— …но я бы, скорее, сломал себе ногу, чем предпочел находиться вдали от Глории. Я предложил моему благодетелю оставить гинеи себе, попросил оставить мне только пустой мешочек с пожеланием, чтобы я заполнил его, и еще десять тысяч других, плодами своего труда. Вся мишура Кейптауна, заявил я, не стоила часа пребывания в компании с дядей, и, если позволяет время, не согласился бы он на партию в шахматы? Дядя замолчал, и я начал бояться, что пересластил чай, но потом он заявил, что большинство нынешних молодых людей предпочитает бездельничать, считая себя в полном праве растратить тяжело добытое богатство родителей, но небеса послали ему исключение в виде племянника. Он провозгласил тост в честь прекрасного племянника, истинного христианина, и предложил забыть о неловкой проверке супружеской верности «настоящей жены». Он предрек, что они с Глорией будут растить будущих сыновей, помня обо мне, и его настоящая жена сказала: «Пусть по образу они будут походить на нашего племянника, муж». Тео и я потом сыграли в шахматы, и, чтобы до конца казаться искренним, де Зут, я позволил глупцу обыграть меня.

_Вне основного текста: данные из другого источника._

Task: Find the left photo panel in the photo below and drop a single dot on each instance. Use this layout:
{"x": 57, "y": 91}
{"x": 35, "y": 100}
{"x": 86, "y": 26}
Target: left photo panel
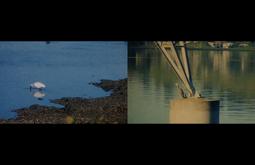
{"x": 63, "y": 82}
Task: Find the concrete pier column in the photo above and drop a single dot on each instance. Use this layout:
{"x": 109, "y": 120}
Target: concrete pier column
{"x": 194, "y": 111}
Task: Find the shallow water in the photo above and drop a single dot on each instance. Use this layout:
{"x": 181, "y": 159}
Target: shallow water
{"x": 225, "y": 75}
{"x": 65, "y": 67}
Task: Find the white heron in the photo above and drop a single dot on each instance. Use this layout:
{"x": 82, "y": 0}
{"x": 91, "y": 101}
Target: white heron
{"x": 37, "y": 85}
{"x": 39, "y": 95}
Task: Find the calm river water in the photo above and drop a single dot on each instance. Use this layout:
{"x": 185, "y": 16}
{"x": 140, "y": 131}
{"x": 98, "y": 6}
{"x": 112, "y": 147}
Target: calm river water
{"x": 225, "y": 75}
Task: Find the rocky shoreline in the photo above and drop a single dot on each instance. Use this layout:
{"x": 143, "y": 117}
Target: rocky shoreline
{"x": 103, "y": 110}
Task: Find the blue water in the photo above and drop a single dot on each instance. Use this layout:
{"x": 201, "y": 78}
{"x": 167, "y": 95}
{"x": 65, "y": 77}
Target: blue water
{"x": 65, "y": 67}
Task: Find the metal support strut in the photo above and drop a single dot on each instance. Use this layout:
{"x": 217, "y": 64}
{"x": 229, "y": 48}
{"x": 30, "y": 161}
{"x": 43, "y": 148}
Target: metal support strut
{"x": 181, "y": 67}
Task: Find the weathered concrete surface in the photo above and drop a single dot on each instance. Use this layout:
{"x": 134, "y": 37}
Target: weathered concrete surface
{"x": 194, "y": 110}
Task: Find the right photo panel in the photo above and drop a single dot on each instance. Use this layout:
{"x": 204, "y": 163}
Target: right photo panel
{"x": 186, "y": 82}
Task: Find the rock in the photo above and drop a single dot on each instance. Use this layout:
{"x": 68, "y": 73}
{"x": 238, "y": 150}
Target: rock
{"x": 110, "y": 109}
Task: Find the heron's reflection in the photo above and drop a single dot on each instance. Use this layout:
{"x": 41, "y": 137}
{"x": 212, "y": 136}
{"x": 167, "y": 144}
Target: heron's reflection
{"x": 39, "y": 95}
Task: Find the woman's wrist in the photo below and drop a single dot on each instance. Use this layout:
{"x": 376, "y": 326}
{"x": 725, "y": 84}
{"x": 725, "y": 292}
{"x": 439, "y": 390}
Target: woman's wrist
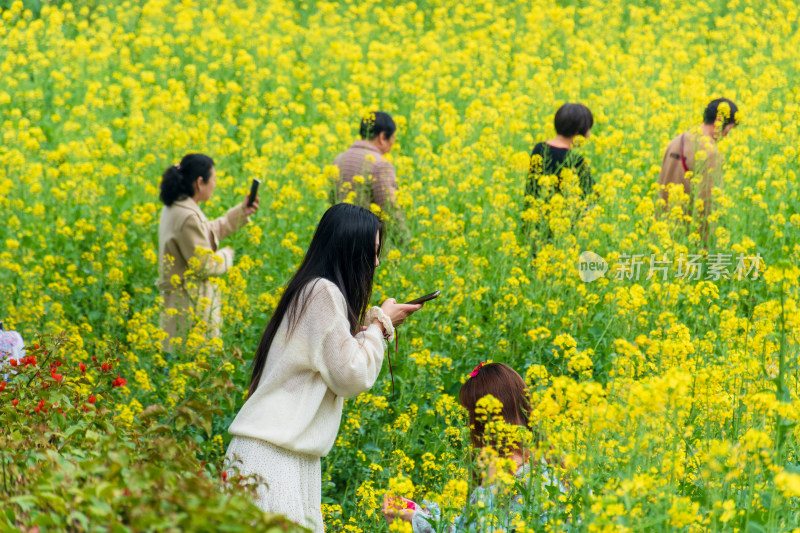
{"x": 375, "y": 315}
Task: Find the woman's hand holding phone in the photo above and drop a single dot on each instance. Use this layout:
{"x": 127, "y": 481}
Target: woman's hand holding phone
{"x": 249, "y": 209}
{"x": 398, "y": 313}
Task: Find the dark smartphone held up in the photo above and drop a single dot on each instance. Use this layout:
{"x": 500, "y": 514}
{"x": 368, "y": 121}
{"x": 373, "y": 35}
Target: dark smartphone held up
{"x": 253, "y": 192}
{"x": 423, "y": 299}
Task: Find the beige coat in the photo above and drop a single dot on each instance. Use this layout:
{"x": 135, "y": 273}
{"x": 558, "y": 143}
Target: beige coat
{"x": 183, "y": 229}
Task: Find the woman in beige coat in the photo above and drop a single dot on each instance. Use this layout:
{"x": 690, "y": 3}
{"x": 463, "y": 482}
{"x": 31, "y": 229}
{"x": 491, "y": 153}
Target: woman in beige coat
{"x": 185, "y": 232}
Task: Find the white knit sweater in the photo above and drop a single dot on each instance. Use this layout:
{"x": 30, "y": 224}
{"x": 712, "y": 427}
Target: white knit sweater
{"x": 299, "y": 399}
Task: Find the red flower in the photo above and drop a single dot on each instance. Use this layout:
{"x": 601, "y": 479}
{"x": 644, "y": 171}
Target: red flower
{"x": 475, "y": 370}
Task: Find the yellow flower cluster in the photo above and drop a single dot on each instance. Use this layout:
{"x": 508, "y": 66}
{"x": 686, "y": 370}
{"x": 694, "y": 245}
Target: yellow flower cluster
{"x": 673, "y": 402}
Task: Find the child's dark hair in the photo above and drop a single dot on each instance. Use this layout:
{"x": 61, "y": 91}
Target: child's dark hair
{"x": 376, "y": 123}
{"x": 178, "y": 180}
{"x": 710, "y": 114}
{"x": 573, "y": 119}
{"x": 505, "y": 384}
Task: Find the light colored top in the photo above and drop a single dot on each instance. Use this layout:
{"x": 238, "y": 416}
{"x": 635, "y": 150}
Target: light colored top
{"x": 183, "y": 229}
{"x": 299, "y": 399}
{"x": 380, "y": 180}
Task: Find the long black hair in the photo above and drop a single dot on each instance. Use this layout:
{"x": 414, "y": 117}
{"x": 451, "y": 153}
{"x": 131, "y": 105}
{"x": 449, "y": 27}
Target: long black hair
{"x": 341, "y": 251}
{"x": 178, "y": 180}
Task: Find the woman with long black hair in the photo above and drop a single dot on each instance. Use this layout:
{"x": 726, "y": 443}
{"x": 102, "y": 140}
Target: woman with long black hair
{"x": 314, "y": 353}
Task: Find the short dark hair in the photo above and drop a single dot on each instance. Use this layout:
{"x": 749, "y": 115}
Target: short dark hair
{"x": 178, "y": 180}
{"x": 505, "y": 384}
{"x": 573, "y": 119}
{"x": 375, "y": 123}
{"x": 710, "y": 114}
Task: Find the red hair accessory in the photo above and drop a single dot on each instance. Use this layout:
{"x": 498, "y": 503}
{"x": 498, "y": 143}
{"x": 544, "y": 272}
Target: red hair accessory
{"x": 475, "y": 370}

Пчела жужжит у лица Якоба и улетает прочь.
— Моя честность и честность Глории прошли проверку и теперь не вызывали сомнений, поэтому мой дядя решил, что пора бы и ему познакомиться со светским обществом Кейптауна. Он уезжал с виллы практически на весь день, а иногда даже оставался в городе на ночь. Мне он тоже нашел работу: переписывать бумаги в библиотеке. «Я бы пригласил тебя со мной, — говорил он, — но я хочу, чтобы всякие черные знали, что на вилле находится белый человек, который не побоится пустить в ход пистоль или мушкет». Глории оставались книги, дневник, сад и «поучительные истории» сестер: у дам их запас обычно иссякал к трем часам дня, когда бренди, выпитый за ленчем, погружал их в крепкий и долгий сон…
Бутылка ван Клифа скатывается по черепице, проскальзывает между кустов глицинии и разбивается во дворе.
— От библиотеки к спальне новобрачных вел коридор без единого окна. Сконцентрироваться на бумагах в тот день, признаюсь честно, не получалось. Библиотечные часы, как помню я сейчас, стояли. Возможно, закончился завод. Иволги пели, как сумасшедшие, и тут я слышу щелчок замка… повисает тишина… словно кто- то чего-то ждет… и вот она — силуэт в далеком конце. Она… — ван Клиф трет загорелое, обветренное лицо. — Я боялся, что Аагзе застукает нас, а она говорит: «Разве ты не заметил, что Аагзе влюблена в старшего сына нашего соседа — фермера?» С моих губ самым естественным образом сорвалось: «Я люблю тебя», и она целует меня, и говорит, что теперь терпеть присутствие дяди будет легче, представляя себе, что он — это я, и все его — мое, и я спрашиваю: «А если ребенок?» — а она останавливает меня: «Ш — ш-ш…»
Бурый, словно выпачканный в грязи, пес бежит по грязно — коричневой улице.
— Нашим несчастливым числом стало четыре. Когда мы с Глорией улеглись в постель в четвертый раз, лошадь дяди Тео сбросила его на землю по пути в Кейптаун. Он поковылял назад на виллу, и поэтому мы не услышали цоканья копыт. В один момент — я глубоко в Глории, совершенно голый, а в следующий — по — прежнему совершенно голый, лежу среди обломков зеркала, разбитого об меня моим дядей. Он сказал, что свернет мне шею и выбросит тело зверям. Он сказал, чтобы я ушел в город, взял пятьдесят гульденов у его агента и сказался слишком больным для посадки на «Энкхэйзен», когда подойдет час отплытия в Батавию. Напоследок он поклялся выковырять все, что я заложил внутрь этой шлюхи, его жены, обычной ложкой. К моему стыду — а может, я этого и не стыдился, не знаю, — я ушел, не попрощавшись с Глорией. — Ван Клиф чешет бороду.